A cyborg is a cybernetic organism (an organism that is a self-regulating integration of artificial and natural systems).
The term was coined in 1960 when Manfred Clynes and Nathan Kline used it in an article about the advantages of self-regulating human-machine systems in outer space.
D. S. Halacy's Cyborg: Evolution of the Superman in 1965 featured an introduction by Manfred Clynes, who wrote of a "new frontier" that was "not merely space, but more profoundly the relationship between 'inner space' to 'outer space' -a bridge...between mind and matter."
The cyborg is often seen today merely as an organism that has enhanced abilities due to technology, but this perhaps oversimplifies the category of feedback.
Fictional cyborgs are portrayed as a synthesis of organic and synthetic parts, and frequently pose the question of difference between human and machine as one concerned with morality, free will, and empathy.
Fictional cyborgs may be represented as visibly mechanical (e.g. the Borg in the Star Trek franchise); or as almost indistinguishable from humans (e.g. the Cylons from Battlestar Galactica).

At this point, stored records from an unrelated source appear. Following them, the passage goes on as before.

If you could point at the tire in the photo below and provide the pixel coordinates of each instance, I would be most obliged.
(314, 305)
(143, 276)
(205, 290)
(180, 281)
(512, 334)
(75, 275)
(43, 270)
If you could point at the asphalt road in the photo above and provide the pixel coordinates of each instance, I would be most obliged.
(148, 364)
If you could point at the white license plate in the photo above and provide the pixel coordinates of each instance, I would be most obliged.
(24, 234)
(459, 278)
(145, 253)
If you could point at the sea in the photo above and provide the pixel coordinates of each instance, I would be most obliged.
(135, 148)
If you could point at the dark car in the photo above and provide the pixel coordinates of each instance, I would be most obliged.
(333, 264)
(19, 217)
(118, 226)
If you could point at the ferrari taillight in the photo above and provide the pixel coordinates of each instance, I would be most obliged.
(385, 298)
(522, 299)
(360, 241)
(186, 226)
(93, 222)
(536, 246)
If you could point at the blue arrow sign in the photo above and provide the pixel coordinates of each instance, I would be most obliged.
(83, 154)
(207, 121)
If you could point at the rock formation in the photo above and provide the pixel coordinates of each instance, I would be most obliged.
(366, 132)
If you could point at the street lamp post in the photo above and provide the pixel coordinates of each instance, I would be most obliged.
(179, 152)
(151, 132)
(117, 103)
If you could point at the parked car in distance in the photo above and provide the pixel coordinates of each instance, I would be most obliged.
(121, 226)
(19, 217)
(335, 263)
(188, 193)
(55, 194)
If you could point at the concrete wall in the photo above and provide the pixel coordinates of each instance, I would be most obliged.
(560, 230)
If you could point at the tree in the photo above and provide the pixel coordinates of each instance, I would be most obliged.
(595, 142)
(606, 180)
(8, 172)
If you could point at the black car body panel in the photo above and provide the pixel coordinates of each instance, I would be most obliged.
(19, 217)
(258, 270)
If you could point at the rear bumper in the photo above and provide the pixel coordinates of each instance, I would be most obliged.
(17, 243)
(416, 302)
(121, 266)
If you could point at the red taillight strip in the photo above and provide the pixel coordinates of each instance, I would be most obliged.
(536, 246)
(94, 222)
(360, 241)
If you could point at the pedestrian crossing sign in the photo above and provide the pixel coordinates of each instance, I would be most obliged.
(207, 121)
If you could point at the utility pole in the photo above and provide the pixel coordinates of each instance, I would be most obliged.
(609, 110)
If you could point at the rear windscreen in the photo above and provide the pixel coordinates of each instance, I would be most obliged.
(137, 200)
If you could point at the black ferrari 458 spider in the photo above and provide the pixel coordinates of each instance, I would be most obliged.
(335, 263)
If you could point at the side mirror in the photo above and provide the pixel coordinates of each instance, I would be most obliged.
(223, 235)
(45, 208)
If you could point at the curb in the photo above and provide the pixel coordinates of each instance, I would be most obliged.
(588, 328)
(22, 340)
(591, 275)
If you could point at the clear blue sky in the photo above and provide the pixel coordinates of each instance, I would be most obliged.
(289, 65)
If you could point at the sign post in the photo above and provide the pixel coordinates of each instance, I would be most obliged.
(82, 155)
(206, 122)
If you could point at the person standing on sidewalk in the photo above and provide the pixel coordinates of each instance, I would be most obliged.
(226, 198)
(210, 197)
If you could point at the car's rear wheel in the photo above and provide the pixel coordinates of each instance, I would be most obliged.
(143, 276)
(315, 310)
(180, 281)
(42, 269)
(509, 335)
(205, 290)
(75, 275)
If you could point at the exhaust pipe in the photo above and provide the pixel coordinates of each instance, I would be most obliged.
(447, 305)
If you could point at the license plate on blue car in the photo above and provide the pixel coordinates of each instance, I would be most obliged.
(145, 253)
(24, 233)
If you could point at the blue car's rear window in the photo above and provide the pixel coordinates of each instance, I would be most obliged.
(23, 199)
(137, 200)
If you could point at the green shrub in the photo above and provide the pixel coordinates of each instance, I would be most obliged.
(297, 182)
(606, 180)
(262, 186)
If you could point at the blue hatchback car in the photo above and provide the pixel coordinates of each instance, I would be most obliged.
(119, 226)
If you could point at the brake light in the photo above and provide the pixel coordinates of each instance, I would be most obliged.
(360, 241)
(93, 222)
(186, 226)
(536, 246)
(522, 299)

These fictional portrayals often register our society's discomfort with its seemingly increasing reliance upon technology, particularly when used for war, and when used in ways that seem to threaten free will.

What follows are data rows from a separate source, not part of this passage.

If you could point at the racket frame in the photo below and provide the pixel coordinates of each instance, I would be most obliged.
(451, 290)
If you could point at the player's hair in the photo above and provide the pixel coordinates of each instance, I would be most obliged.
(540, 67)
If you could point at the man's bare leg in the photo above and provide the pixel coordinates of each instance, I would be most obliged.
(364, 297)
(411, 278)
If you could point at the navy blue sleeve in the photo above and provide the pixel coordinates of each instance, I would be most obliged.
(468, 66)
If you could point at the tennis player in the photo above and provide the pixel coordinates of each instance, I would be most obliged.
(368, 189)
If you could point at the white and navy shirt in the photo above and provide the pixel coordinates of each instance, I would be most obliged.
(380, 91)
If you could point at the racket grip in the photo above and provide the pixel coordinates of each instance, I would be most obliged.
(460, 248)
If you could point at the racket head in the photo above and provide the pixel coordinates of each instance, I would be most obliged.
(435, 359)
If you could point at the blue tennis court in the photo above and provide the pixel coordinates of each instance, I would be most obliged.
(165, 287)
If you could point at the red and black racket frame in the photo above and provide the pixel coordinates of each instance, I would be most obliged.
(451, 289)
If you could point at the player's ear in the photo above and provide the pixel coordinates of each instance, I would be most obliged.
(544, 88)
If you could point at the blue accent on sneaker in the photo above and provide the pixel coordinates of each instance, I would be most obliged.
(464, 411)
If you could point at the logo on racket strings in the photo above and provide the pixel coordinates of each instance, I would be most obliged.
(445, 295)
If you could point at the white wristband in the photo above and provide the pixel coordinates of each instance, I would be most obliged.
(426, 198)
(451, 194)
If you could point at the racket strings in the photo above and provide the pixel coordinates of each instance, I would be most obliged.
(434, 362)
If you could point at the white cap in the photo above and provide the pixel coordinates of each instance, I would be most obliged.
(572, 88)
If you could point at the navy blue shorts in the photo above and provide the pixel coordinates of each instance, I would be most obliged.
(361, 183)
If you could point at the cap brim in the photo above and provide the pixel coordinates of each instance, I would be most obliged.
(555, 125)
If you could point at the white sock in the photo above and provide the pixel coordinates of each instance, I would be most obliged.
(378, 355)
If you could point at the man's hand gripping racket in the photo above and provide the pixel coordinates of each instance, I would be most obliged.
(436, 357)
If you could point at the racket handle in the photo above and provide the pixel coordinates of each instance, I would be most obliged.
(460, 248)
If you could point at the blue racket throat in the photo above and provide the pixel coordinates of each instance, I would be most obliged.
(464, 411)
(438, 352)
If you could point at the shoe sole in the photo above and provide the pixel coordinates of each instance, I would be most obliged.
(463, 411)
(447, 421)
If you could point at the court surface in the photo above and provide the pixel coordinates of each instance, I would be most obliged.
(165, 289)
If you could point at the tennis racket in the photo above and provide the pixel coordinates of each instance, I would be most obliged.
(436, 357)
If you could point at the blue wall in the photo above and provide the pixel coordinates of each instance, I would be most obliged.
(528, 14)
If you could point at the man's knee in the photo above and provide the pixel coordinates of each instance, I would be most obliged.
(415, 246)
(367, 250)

They also often have abilities, physical or mental, far in advance of their human counterparts (military forms may have inbuilt weapons, amongst other things). Real cyborgs are more frequently people who use cybernetic technology to repair or overcome the physical and mental constraints of their bodies.
While cyborgs are commonly thought of as mammals, they can be any kind of organism.

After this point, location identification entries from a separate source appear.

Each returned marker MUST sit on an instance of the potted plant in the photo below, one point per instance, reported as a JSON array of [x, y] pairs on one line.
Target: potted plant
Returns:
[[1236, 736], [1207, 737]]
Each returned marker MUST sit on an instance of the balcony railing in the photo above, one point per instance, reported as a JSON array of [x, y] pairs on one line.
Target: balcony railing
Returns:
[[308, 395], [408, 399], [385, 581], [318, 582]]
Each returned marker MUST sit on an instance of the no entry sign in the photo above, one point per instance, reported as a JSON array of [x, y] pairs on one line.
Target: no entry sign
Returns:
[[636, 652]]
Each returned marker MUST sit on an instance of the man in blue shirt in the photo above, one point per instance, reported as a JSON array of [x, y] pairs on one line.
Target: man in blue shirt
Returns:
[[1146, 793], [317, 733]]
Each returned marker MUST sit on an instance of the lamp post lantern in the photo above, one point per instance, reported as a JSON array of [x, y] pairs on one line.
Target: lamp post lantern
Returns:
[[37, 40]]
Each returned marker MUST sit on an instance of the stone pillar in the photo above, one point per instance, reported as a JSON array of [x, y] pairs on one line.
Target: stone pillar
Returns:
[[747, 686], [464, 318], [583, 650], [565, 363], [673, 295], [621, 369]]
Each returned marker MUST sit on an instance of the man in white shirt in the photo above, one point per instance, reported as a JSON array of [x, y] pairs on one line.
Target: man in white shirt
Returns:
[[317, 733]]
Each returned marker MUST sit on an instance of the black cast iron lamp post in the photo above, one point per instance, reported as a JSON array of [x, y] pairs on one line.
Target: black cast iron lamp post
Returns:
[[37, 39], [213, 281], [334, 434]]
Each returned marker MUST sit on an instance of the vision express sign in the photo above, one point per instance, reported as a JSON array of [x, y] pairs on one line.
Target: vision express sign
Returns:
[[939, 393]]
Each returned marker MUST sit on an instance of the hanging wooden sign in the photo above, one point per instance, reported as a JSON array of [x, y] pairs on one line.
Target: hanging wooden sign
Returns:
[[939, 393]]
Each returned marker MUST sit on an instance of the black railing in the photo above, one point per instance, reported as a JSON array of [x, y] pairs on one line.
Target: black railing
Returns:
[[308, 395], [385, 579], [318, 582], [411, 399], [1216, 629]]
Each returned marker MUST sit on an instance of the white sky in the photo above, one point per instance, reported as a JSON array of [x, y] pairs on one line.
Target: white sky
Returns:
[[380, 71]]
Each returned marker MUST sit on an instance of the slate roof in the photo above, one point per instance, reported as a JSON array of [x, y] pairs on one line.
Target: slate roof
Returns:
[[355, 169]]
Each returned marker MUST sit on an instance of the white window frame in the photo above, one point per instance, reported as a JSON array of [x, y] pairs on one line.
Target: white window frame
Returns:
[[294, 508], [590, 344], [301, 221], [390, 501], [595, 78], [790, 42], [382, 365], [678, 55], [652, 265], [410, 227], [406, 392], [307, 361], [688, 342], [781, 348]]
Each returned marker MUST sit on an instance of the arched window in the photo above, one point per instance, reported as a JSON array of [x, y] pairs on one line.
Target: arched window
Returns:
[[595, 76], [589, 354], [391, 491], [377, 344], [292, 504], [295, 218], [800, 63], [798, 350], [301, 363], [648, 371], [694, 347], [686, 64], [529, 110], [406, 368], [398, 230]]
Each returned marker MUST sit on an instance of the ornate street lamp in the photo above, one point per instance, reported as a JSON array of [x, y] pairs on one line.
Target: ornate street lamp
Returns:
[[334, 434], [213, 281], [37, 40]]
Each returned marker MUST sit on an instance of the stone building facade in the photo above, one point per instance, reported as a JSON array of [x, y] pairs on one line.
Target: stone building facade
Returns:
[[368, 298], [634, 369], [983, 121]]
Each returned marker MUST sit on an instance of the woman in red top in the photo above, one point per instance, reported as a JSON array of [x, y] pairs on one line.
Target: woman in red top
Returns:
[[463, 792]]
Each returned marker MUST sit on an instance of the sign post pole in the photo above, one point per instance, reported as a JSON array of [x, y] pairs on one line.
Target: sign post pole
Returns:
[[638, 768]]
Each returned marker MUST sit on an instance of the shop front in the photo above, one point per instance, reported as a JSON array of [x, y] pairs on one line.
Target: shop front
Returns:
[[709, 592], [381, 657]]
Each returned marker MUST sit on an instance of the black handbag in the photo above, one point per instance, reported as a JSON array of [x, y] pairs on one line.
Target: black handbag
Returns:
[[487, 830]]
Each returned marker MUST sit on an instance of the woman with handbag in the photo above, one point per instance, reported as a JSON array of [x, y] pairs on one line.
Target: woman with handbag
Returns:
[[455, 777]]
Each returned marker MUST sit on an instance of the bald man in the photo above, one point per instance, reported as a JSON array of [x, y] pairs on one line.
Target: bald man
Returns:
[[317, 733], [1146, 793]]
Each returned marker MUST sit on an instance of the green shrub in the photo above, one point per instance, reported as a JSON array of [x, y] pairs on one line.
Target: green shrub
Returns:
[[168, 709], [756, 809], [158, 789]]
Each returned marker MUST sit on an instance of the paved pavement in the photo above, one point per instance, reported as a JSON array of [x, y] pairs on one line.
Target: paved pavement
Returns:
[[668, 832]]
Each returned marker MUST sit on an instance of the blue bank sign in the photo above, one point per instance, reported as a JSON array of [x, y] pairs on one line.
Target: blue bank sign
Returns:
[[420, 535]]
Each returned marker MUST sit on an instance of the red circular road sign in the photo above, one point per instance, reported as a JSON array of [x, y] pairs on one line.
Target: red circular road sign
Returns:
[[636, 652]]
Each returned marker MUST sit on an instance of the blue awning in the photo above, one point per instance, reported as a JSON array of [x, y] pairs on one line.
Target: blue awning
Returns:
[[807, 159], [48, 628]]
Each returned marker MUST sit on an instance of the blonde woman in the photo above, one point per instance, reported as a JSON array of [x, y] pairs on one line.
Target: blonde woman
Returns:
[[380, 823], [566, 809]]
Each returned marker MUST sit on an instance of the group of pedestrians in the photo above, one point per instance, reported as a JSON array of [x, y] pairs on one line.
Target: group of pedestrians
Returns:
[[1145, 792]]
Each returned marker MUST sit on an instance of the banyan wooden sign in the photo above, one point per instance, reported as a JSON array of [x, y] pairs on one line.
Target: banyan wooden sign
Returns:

According to some definitions of the term, the metaphysical and physical attachments humanity has with even the most basic technologies have already made them cyborgs.
In a typical example, a human fitted with a heart pacemaker or an insulin pump (if the person has diabetes) might be considered a cyborg, since these mechanical parts enhance the body's "natural" mechanisms through synthetic feedback mechanisms.
Some theorists cite such modifications as contact lenses, hearing aids, or intraocular lenses as examples of fitting humans with technology to enhance their biological capabilities; however, these modifications are no more cybernetic than would be a pen, a wooden leg, or the spears used by chimps to hunt vertebrates.
Cochlear implants that combine mechanical modification with any kind of feedback response are more accurately cyborg enhancements.
The prefix "cyber" is also used to address human-technology mixtures in the abstract. This includes artifacts that may not popularly be considered technology.
Pen and paper, for example, as well as speech, language. Augmented with these technologies, and connected in communication with people in other times and places, a person becomes capable of much more than they were before.
This is like computers, which gain power by using Internet protocols to connect with other computers.
Cybernetic technologies include highways, pipes, electrical wiring, buildings, electrical plants, libraries, and other infrastructure that we hardly notice, but which are critical parts of the cybernetics that we work within.